O Beira-Mar está a um pequeno passo de subir aos nacionais. A correr tudo bem, a festa pode acontecer já esta quinta-feira, dia 25 de abril, na visita ao Carregosense. A cidade e a região estão ansiosas e há quem já só pense na festa – dentro e fora do clube. Aconteça ela já neste jogo ou só no próximo, há algo que está garantido: a celebração vai ser em grande, com direito a moliceiros e a São Gonçalinho (e mais não dizemos). E todos estão convidados a sair para a rua.

 

Ângelo Valente, diretor de comunicação do Beira-Mar, é apenas um dos rostos que já vai acusando um certo ar de vitória. Conhecido pelo trabalho que tem vindo a desenvolver, como animador social, no Centro Comunitário da Gafanha do Carmo, assumiu funções diretivas no clube aveirense em 2017.

 

Tanto no lar como na bola, Ângelo Valente parece gostar de jogar em equipa.

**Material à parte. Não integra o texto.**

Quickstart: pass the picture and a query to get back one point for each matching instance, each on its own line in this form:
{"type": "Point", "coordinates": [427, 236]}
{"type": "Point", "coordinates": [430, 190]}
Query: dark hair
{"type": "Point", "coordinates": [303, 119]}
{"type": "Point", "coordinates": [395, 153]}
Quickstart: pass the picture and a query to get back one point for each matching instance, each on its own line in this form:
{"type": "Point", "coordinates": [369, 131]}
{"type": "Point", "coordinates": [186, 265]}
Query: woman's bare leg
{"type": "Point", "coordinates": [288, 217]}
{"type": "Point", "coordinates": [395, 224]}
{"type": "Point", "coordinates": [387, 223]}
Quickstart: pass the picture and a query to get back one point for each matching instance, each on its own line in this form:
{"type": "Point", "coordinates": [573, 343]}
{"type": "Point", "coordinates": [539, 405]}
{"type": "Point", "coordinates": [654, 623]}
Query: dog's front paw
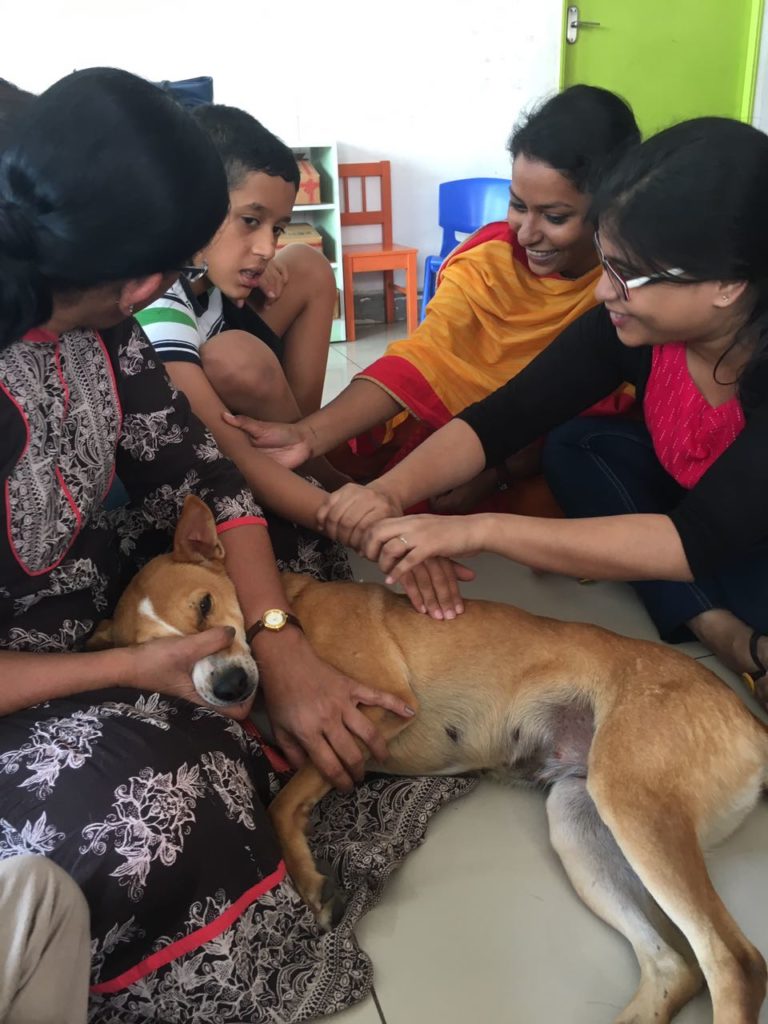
{"type": "Point", "coordinates": [331, 903]}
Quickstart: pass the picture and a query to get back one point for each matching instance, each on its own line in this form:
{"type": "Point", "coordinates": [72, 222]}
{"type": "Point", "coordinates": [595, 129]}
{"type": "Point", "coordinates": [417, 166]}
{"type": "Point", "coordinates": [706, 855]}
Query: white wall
{"type": "Point", "coordinates": [432, 85]}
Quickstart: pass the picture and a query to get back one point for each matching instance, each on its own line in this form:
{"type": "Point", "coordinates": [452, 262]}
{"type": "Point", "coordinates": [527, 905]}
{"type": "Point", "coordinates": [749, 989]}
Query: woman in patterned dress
{"type": "Point", "coordinates": [109, 763]}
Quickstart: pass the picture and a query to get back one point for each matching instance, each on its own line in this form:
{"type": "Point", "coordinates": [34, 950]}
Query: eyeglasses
{"type": "Point", "coordinates": [193, 273]}
{"type": "Point", "coordinates": [624, 285]}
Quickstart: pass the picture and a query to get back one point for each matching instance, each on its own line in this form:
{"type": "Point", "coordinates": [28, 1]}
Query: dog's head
{"type": "Point", "coordinates": [185, 592]}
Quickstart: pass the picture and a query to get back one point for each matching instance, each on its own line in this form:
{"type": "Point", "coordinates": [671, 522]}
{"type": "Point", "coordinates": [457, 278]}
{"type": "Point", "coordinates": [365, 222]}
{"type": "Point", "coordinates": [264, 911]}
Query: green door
{"type": "Point", "coordinates": [672, 59]}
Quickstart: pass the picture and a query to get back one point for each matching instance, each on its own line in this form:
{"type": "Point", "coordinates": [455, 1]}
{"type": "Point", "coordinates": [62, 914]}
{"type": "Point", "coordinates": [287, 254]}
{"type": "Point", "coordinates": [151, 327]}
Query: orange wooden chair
{"type": "Point", "coordinates": [376, 256]}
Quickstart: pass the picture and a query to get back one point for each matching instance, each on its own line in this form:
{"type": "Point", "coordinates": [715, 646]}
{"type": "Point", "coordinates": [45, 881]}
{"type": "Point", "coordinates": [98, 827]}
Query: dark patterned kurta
{"type": "Point", "coordinates": [154, 805]}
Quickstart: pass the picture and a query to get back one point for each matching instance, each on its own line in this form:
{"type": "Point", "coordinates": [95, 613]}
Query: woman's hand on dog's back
{"type": "Point", "coordinates": [166, 666]}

No centro comunitário trabalha em parceria com Sofia Nunes, no Beira-Mar veste a camisola com “o puto”, forma carinhosa como trata José Esteves. “Ele faz maravilhas em termos de imagem e é fundamental para o trabalho que temos feito”, destaca Ângelo Valente.

 

O reconhecimento do diretor de comunicação estende-se também a todos “os outros que trabalham, como voluntários, em cada jogo, cada tarefa de que o clube necessita”.  É para todos eles a festa da subida. E também para os aveirenses, sendo que nesta definição cabem os cidadãos de toda a região. “O Beira-Mar tem de ser, cada vez mais, o clube da região”, exorta o diretor de comunicação.

 

 

Ângelo Valente e José Esteves

 

 

O trabalho de Ângelo Valente tem passado por aí, por conquistar mais simpatizantes, e também por colocar o clube nos noticiários nacionais. Exemplo disso foi a recente campanha a oferecer borlas a quem fosse de bicicleta para o estádio do Gafanha, no jogo da Taça, ou aquele em que o Beira-Mar ofereceu emprego a Usain Bolt, em troca de ovos moles e hambúrgueres do Ramona.

 

Brincadeiras que têm levado o nome do clube bem longe, um pouco ao estilo daquilo que tem sido a imagem de marca do Centro Comunitário da Gafanha do Carmo. Contudo, o diretor de comunicação do Beira-Mar não esconde que esta aposta e promoção também pode ter um efeito menos positivo.

 

“No ano passado, como não conseguimos concretizar os objetivos as pessoas não encararam bem essas brincadeiras”, confessa, recordando, em particular, um momento bastante difícil. “O clube foi notícia por uma agressão com contornos grandes, que foi notícia de abertura nos jornais”, lamenta. Em causa o episódio ocorrido em Dezembro de 2017, num jogo com o União de Lamas.

 

Este ano, a vida voltou a sorrir ao Beira-Mar. Já não vai conseguir a taça – perdeu nos quartos de final – mas o campeonato está por um triz. Ângelo Valente espera que seja já dia 25, ainda a tempo de juntar o título às prendas de aniversário (completou 36 anos no passado dia 20). “Mas se não for na quinta, será no domingo”, afirma, com afinco.